Auch zwei von Bolsonaros Sicherheitskräften wurden festgenommen. Der Ex-Präsident sollte später am Mittwoch befragt werden. Bolsonaros Mobiltelefon und das der ehemaligen First Lady Michelle Bolsonaro wurden in ihrer Wohnung in Brasília beschlagnahmt, obwohl er sich Berichten zufolge weigerte, der Polizei das Passwort mitzuteilen. Berichten zufolge glaubt die Bundespolizei, dass eine Reihe offizieller Covid-Impfnachweise in der Datenbank des brasilianischen Gesundheitsministeriums gefälscht wurden, um gefälschte Impfzertifikate zu erstellen, die internationale Reisen, einschließlich in die USA, ermöglichen würden. Zu den angeblich gefälschten Dokumente gehören die von Jair Bolsonaro, seiner 12-jährigen Tochter Laura und Mauro Cid Barbosa und seiner Familie.
Berichten zufolge wurden zwischen November 2021 und Dezember letzten Jahres, dem letzten Monat an der Macht von Bolsonaro, nachdem er die Präsidentschaftswahlen im Oktober gegen seinen linken Rivalen Luiz Inácio Lula da Silva verloren hatte, falsche Details in die Datenbank des Gesundheitsministeriums eingefügt. Bolsonaro wurde international für seinen rücksichtslosen und antiwissenschaftlichen Umgang mit dem Covid-Ausbruch in Brasilien verurteilt, der mehr als 700.000 Menschenleben gefordert hat. Der rechtsextreme Politiker unterminierte wiederholt Eindämmungs- und Impfbemühungen gegen eine Krankheit, die er als "kleine Grippe" abtat.
Bolsonaro behauptete wiederholt, er habe sich geweigert impfen zu lassen. Er weigerte sich allerdings, seine Impfunterlagen öffentlich zu machen, um diese Behauptung zu untermauern. Letzte Woche sagte Lula, der sein Amt im Januar antrat, dass Bolsonaro wegen seiner Handlungen während der Pandemie vor Gericht gestellt werden sollte. Bolsonaros politische Gegner äußerten am Mittwochmorgen Hochstimmung, als sich die Nachricht von der Operation verbreitete. "Brasilien wurde von einer Gruppe von Gangstern im Hollywood-Stil regiert", twitterte der linke Kongressabgeordnete Guilherme Boulos.
Bolsonaro sieht sich mit einer Reihe von Ermittlungen wegen mutmaßlicher Verbrechen und Übertretungen konfrontiert und genießt keine Immunität mehr vor Strafverfolgung, nachdem er Ende letzten Jahres das Amt niedergelegt hat. Es wird allgemein erwartet, dass der 68-jährige Populist in den kommenden Wochen seiner politischen Rechte beraubt wird. "Guten Morgen und einen schönen Mittwoch", twitterte Lula, während die Ermittler der Polizei ihre Durchsuchung von Bolsonaros Villa fortsetzten.

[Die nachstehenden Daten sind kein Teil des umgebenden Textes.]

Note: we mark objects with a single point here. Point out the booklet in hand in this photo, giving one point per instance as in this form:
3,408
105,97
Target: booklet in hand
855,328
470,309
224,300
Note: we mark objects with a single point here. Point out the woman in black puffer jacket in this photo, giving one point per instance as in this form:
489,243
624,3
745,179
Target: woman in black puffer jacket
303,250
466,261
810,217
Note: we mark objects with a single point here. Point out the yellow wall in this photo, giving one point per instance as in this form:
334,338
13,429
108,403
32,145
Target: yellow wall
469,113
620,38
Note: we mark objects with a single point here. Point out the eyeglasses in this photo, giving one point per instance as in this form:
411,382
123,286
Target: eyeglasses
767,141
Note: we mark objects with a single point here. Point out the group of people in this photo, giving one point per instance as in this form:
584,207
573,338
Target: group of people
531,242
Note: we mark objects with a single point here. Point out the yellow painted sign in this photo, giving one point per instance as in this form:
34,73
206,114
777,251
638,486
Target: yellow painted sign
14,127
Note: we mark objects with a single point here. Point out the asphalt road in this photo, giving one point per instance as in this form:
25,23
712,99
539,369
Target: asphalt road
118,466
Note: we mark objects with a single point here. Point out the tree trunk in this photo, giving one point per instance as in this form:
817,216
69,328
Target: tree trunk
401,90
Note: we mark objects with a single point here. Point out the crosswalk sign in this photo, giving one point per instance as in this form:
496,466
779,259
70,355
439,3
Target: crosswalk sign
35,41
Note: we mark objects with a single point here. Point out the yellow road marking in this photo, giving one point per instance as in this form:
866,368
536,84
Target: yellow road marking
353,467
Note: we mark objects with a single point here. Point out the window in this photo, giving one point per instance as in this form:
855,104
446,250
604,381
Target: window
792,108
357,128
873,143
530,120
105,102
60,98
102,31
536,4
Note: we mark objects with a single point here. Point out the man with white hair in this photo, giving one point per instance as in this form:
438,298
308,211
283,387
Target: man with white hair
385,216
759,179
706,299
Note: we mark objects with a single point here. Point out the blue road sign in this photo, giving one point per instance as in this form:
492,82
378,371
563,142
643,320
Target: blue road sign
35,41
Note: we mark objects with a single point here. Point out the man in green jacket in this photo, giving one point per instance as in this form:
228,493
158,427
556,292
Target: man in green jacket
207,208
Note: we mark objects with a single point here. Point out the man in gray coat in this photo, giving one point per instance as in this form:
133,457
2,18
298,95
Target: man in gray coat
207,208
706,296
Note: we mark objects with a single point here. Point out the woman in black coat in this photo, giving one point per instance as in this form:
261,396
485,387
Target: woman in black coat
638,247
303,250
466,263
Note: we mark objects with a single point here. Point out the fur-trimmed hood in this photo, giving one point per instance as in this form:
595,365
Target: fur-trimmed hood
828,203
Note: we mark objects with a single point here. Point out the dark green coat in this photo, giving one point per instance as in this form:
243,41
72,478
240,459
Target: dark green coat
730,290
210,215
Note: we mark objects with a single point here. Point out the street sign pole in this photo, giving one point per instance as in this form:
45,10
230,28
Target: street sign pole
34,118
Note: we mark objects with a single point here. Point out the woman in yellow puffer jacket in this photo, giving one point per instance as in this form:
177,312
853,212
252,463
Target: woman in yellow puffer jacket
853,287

Cid, ein langjähriger Mitarbeiter des ehemaligen brasilianischen Präsidenten, war Bolsonaros Adjutant während seiner turbulenten vierjährigen Amtszeit und wurde am Ende von Bolsonaros Präsidentschaft 2019-2023 umstritten mit der Leitung eines spezialisierten Armeebataillons in der Nähe von Brasília beauftragt. Lulas Anordnung zur Absetzung von Cid löste eine große Krise aus, nachdem eingefleischte Bolsonaro-Anhänger am 8. Januar dieses Jahres den Präsidentenpalast, den Kongress und den Obersten Gerichtshof gestürmt hatten. Der Chef der brasilianischen Armee, General Júlio Cesar de Arruda, weigerte sich Berichten zufolge, den Befehl des neuen Präsidenten auszuführen und wurde selbst entlassen.
In einer Erklärung sagte die Bundespolizei, sie untersuche mögliche Straftaten, darunter: Verstoß gegen die Vorschriften zur öffentlichen Gesundheit, die darauf abzielen, die Einschleppung oder Ausbreitung einer ansteckenden Krankheit zu verhindern, Bildung einer kriminelle Vereinigung und Korruption. Ihre Untersuchung trägt den Namen "Venire", in Anlehnung an die lateinische Maxime venire contra factum proprium : "Niemand darf sich seinem eigenen bisherigen Verhalten widersetzen".